📝 overhaul of the documentation, now 4.5x bigger (better?) #144

baptistecolle · 2025-01-15T13:03:55Z

What does this PR do?

This is a complete overhaul of the documentation:

We want from 1686 to 7565 words (4.5X bigger)
We auto-generate documentation for our examples
- This is auto generated from a .ipynb notebook using a custom scripts and the doc-builder converter feature https://moon-ci-docs.huggingface.co/docs/optimum-tpu/pr_144/en/howto/gemma_tuning
- So when we add new notebook examples they will also be in the docs 😁
New formatting and organization of the docs to make it easier to follow
Added new tutorials, how-to, conceptual guides, and references following the diataxis method

What is missing (could be added):

I think more examples would be nice, showing more diverse use cases
I believe FAQ and glossary would be nice to add, but this PR is big enough already
Guide and examples with Google Colab Pro as you can launch a v5e-1 TPU from there, so a one-click example would be nice
An example using GCE VM on Colab via GCP Marketplace
More diagrams and figures of the internal working of optimum-TPU to give some details would be interesting
A how-to guide on adding new models for new contributors
Docs for GKE is in the work and but not published yet as there are some blockers for that https://github.com/huggingface/optimum-tpu/blob/doc-deploy-gke/docs/source/howto/deploy-gke.md.
The current preview docs for GKE are for CLI only. A GUI guide would be interesting too

More todos (to keep track of everything)

Move current training tutorial to howto and make a training tutorial where all dependency are installed from scratch
make sure us-docker.pkg.dev/deeplearning-platform-release/gcr.io/huggingface-pytorch-training-tpu.2.5.1.transformers.4.46.3.py310 is uploaded so it can be used. (also check for other GKE images)
make the optimum-tpu ghcr.io latest point to tgi and not tgi-ie
make the version of the container in the docs are dynamic so that the docs is always pointing to the latest version
inject duplicate content dynamically (to make maintenance easier)
assert max-batch-prefill-tokens ≤ max-input-length * max_batch_size
refactor the name of the files (.mdx) so they match their title better
look at kaggle as they also support TPU so adding a example with Kaggle would be nice
add links from other huggingface project to optimum-tpu
- https://huggingface.co/docs/transformers/perf_train_tpu_tf
- https://huggingface.co/docs/accelerate/en/concept_guides/training_tpu
- https://huggingface.co/docs/accelerate/en/basic_tutorials/tpu
- Look at other project such as TRL, peft if we can add a page or a link to optimum-tpu there
Add example on diffusers with TPU
Add to CI markdown-link-check docs/source/**/*.mdx

New Files Added

docs/scripts/auto-generate-examples.py
docs/scripts/examples_list.yml
docs/source/conceptual_guides/difference_between_jetstream_and_xla.mdx
docs/source/conceptual_guides/tpu_hardware_support.mdx
docs/source/contributing.mdx
docs/source/howto/advanced-tgi-serving.mdx
docs/source/howto/deploy_instance_on_ie.mdx
docs/source/howto/installation_inside_a_container.mdx
docs/source/installation.mdx
docs/source/optimum_container.mdx
docs/source/reference/fsdp_v2.mdx
docs/source/reference/tgi_advanced_options.mdx
docs/source/tutorials/inference_on_tpu.mdx
docs/source/tutorials/tpu_setup.mdx
docs/source/tutorials/training_on_tpu.mdx

Modified Files

docs/source/howto/training.mdx
docs/source/index.mdx
docs/source/supported-architectures.mdx

HuggingFaceDocBuilderDev · 2025-01-15T13:26:31Z

The docs for this PR live here. All of your documentation changes will be reflected on that endpoint. The docs are available until 30 days after the last update.

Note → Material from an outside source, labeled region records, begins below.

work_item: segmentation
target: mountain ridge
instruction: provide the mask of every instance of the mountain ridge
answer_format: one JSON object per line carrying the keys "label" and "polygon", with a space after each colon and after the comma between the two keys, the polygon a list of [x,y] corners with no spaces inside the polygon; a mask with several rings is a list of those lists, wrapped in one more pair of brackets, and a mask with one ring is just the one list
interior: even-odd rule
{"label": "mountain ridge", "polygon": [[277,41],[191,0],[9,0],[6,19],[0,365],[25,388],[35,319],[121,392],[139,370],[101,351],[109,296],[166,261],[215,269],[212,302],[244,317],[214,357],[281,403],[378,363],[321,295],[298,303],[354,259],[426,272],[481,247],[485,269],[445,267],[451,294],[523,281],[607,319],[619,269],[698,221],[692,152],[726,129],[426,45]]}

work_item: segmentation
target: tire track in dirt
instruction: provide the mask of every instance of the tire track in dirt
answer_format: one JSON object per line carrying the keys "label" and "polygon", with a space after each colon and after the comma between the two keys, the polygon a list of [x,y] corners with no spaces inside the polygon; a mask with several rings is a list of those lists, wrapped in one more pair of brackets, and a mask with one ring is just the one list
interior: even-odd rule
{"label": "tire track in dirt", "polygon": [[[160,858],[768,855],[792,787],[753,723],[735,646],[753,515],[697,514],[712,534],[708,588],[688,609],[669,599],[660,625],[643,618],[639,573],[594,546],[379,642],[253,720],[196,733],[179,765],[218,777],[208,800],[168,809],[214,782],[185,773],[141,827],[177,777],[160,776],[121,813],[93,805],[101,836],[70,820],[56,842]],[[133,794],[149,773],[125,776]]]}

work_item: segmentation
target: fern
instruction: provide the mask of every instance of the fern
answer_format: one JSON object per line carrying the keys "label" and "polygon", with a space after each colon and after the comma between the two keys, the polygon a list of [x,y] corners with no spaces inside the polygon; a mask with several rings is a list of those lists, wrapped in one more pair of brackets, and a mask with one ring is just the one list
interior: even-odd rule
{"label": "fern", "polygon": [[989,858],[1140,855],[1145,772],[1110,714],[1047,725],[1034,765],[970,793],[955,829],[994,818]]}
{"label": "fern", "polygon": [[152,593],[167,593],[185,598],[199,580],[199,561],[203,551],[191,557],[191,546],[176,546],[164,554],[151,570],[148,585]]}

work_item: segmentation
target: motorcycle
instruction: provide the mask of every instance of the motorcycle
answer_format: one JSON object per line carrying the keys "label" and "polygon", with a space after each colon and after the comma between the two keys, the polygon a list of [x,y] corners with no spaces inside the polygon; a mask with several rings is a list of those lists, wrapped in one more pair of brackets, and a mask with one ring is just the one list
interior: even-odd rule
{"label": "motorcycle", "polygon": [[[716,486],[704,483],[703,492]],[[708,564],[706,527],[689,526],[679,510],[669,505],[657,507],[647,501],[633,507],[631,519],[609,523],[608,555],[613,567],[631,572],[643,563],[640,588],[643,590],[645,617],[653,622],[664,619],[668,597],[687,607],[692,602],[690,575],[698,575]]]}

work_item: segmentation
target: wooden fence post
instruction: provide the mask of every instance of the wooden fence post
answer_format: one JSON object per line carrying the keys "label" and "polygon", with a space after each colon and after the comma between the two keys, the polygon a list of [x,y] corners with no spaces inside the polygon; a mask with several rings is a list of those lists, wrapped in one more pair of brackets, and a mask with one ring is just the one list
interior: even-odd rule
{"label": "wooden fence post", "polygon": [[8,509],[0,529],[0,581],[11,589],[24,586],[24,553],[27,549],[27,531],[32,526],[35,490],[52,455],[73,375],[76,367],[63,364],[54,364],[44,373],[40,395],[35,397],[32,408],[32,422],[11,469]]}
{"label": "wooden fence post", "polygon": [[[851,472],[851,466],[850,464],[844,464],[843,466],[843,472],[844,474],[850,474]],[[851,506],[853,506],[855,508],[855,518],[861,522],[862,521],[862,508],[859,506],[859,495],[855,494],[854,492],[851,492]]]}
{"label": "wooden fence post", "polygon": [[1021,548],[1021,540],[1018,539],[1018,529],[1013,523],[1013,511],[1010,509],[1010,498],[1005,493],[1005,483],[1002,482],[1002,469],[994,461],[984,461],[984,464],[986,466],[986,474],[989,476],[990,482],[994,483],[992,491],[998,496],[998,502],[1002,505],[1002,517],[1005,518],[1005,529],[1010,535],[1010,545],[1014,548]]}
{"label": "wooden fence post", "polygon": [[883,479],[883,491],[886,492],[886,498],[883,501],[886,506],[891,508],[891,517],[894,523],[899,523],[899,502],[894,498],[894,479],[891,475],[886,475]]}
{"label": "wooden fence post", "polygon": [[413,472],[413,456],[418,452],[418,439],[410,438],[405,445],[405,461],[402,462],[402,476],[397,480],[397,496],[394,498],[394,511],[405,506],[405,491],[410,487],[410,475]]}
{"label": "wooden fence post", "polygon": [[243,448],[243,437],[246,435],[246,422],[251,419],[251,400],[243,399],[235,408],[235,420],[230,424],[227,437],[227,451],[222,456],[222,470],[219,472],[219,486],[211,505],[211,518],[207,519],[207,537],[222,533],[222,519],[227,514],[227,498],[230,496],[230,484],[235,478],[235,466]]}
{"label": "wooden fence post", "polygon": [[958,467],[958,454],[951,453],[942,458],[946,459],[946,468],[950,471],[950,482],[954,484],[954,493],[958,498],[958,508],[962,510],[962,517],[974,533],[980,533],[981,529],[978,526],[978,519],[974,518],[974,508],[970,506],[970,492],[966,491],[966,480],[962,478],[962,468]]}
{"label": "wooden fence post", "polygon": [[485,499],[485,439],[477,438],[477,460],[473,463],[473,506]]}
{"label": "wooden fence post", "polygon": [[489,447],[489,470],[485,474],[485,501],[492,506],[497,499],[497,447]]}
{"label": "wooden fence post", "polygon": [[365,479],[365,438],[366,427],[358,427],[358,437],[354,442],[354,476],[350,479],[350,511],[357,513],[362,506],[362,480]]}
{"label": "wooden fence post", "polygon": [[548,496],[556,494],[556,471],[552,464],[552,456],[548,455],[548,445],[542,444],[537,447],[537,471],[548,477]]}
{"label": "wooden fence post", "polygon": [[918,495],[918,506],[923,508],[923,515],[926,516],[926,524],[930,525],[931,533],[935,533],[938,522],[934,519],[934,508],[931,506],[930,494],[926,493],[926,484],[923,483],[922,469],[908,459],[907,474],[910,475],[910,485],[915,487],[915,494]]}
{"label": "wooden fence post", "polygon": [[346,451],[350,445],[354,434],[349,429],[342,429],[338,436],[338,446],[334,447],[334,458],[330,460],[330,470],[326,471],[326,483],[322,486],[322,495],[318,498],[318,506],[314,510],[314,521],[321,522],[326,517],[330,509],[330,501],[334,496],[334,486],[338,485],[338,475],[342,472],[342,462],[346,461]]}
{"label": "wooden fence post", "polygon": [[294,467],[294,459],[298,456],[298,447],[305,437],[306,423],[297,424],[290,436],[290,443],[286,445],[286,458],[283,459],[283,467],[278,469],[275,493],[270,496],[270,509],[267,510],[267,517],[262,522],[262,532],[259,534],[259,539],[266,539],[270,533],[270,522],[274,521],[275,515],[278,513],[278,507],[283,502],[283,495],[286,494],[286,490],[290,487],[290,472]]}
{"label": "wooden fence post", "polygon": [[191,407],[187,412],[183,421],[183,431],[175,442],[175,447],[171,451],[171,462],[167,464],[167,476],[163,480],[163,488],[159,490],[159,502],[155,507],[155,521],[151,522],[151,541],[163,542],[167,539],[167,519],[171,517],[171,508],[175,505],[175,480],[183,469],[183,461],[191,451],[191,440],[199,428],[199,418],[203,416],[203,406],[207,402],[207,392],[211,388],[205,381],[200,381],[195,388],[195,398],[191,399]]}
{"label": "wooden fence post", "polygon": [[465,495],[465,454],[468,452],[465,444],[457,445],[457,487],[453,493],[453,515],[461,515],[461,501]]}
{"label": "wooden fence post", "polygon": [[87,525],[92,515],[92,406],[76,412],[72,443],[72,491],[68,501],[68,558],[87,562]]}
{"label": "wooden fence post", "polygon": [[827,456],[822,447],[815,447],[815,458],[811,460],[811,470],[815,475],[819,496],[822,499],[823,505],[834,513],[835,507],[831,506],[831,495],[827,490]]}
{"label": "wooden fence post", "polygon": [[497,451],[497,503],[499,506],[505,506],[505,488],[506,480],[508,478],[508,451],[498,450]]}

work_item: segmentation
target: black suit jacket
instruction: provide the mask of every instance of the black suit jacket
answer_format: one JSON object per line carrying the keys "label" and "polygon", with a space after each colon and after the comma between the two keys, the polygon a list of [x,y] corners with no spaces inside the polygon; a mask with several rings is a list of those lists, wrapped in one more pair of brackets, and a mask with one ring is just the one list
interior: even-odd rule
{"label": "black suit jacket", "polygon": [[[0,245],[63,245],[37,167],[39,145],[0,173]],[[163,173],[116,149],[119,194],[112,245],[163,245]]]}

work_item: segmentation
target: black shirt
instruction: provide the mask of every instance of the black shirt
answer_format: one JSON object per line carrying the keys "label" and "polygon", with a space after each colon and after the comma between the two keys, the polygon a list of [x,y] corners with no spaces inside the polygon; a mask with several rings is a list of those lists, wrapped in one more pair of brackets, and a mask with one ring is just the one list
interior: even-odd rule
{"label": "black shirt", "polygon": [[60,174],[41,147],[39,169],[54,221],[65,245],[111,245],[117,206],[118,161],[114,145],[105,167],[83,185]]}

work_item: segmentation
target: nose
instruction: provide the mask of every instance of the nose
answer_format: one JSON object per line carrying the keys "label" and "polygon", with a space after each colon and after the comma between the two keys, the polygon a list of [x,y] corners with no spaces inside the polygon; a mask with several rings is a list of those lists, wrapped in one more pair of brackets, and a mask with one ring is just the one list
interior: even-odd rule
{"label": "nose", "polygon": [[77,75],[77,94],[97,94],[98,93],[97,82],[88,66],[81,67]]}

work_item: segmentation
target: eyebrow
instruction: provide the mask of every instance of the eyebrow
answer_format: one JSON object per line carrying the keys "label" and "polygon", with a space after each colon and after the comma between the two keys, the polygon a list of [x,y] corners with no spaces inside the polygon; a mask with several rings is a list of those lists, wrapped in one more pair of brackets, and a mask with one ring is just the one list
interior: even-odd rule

baptistecolle · 2025-01-15T13:55:08Z

BTW just for reference. We also now link to the optimum-tpu docs from:

TGI docs: PR review in progress: https://huggingface.co/docs/text-generation-inference/en/installation_tpu
HF Google Cloud docs: https://huggingface.co/docs/google-cloud/en/tpu

The goal is to increase visibility of the doc

tengomucho

Thanks for the huge work! Some general comments

I would prefer to avoid repetition: having information repeated in several places can be confusing and it is harder to maintain. E.g.: docker arguments, TGI args
you specify version numbers, I think it would be best if we could generate that, otherwise it will be a burden to maintain
Try to keep titles and toc tree in sync
There is a bit of repetition between the tutorials and howtos. Maybe you can rationalize that.
the conceptual guides should be more focused on optimum-tpu IMO, what do you think?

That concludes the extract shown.